The resemblance had been staggering the first time he saw her. For the space of a breath he was a boy again, the weight of the years and the burden of mistakes gone, Catelyn smiling at him before it had all gone wrong. Then he had blinked, and the eyes were different, and the lines of her face were subtly wrong, and then he was introducing himself to Sansa Stark as easily as if he hadn't been momentarily crippled by memories. She had smiled the vague smile of politeness and turned on to curtsy to someone else and mouth the lies someone else had put on her tongue, and the possibilities rose up before him too fast to absorb. She was like redemption, forgiveness and a second chance if only he could reach her, but even while his blood warmed with illicit desire his mind saw the rich potential of her pretty face and lying lips.
He had scoped her out as subtly as he could, which was to say by the time he was done he knew even the details of her gowns better than she did herself and even her loving, too-trusting father had no idea of his interest. Joffrey was a bad choice, a terrible match for her, a brutish bully too stupid to follow instructions he did not understand. At least he proved manageable, with the right persuasion, while Sansa survived with a silent tenacity and unconscious knack for social maneuvering that surprised him not at all. Her youth, her innocence, her foolishness, were just details, accessories to the larger piece that was more clever than she showed even to herself and harder at the core than anyone but he gave her credit for. A Stark in truth, although he hadn't seen it at first, too blinded by the past to properly see. She was not Catelyn. But then he wasn't Petyr either, not as he had been; he was richer, wiser, older.

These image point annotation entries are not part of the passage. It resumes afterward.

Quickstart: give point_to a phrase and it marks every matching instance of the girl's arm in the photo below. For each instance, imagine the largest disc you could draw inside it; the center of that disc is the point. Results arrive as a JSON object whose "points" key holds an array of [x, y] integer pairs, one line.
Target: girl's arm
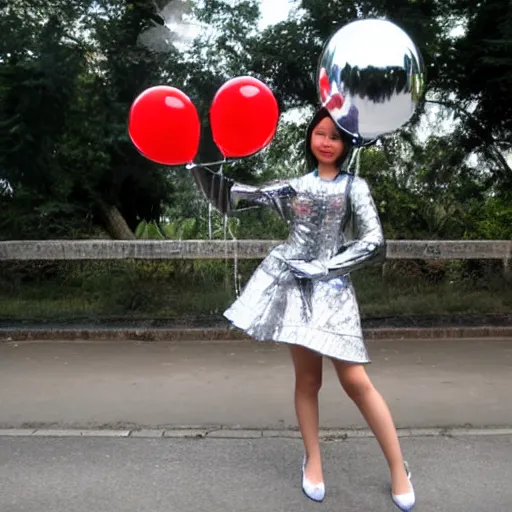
{"points": [[228, 196], [368, 247]]}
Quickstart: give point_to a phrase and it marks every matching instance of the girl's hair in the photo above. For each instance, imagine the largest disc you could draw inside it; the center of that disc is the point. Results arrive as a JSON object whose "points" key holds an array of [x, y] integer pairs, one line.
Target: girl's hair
{"points": [[311, 160]]}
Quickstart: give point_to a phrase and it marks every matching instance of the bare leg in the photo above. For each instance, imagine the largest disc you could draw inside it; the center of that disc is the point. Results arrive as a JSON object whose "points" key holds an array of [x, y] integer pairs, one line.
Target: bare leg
{"points": [[308, 381], [357, 384]]}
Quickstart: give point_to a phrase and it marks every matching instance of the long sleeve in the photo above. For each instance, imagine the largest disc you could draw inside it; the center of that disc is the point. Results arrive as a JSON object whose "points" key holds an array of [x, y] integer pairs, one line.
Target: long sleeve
{"points": [[229, 196], [369, 246]]}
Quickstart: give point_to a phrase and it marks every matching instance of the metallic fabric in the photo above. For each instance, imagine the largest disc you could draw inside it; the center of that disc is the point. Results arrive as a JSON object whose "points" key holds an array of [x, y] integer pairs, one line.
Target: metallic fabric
{"points": [[302, 292]]}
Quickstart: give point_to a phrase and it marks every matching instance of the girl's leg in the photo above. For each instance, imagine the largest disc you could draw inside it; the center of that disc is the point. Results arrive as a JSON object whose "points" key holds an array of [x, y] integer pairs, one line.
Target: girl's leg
{"points": [[308, 381], [357, 384]]}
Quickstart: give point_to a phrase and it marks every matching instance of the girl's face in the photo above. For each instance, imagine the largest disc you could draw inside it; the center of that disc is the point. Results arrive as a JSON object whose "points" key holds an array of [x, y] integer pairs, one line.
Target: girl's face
{"points": [[326, 143]]}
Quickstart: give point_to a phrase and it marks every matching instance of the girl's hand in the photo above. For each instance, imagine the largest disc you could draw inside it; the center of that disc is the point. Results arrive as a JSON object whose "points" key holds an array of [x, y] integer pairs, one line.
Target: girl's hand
{"points": [[307, 269]]}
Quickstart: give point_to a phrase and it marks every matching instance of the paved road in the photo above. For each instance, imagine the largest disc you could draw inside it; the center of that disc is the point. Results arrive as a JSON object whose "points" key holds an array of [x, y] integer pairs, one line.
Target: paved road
{"points": [[467, 474], [89, 384]]}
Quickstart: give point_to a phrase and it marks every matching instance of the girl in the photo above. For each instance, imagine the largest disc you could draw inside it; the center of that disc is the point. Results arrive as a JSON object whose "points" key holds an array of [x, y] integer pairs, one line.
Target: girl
{"points": [[302, 295]]}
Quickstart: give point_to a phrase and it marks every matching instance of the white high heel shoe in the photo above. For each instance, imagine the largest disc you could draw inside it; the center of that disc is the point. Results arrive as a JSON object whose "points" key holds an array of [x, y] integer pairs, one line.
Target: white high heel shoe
{"points": [[405, 502], [315, 492]]}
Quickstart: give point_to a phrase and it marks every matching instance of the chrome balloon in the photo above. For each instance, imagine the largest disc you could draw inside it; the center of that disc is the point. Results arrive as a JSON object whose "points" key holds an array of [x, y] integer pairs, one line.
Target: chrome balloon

The girl who looked so like Cat was younger, prettier, and much, much better at lying. She hadn't gotten that from her sternly truthful father or the calm honesty of her mother. Petyr sometimes liked to imagine that it was his influence, bleeding over from another life where he was her father and Cat her mother. But the fantasy could never last very long, and more and more often he found Sansa's name breathing past his lips rather than Cat's.
It was a strange turn of events, to have the focus of his life shift out from under him, but Petyr Baelish was nothing if not adaptable.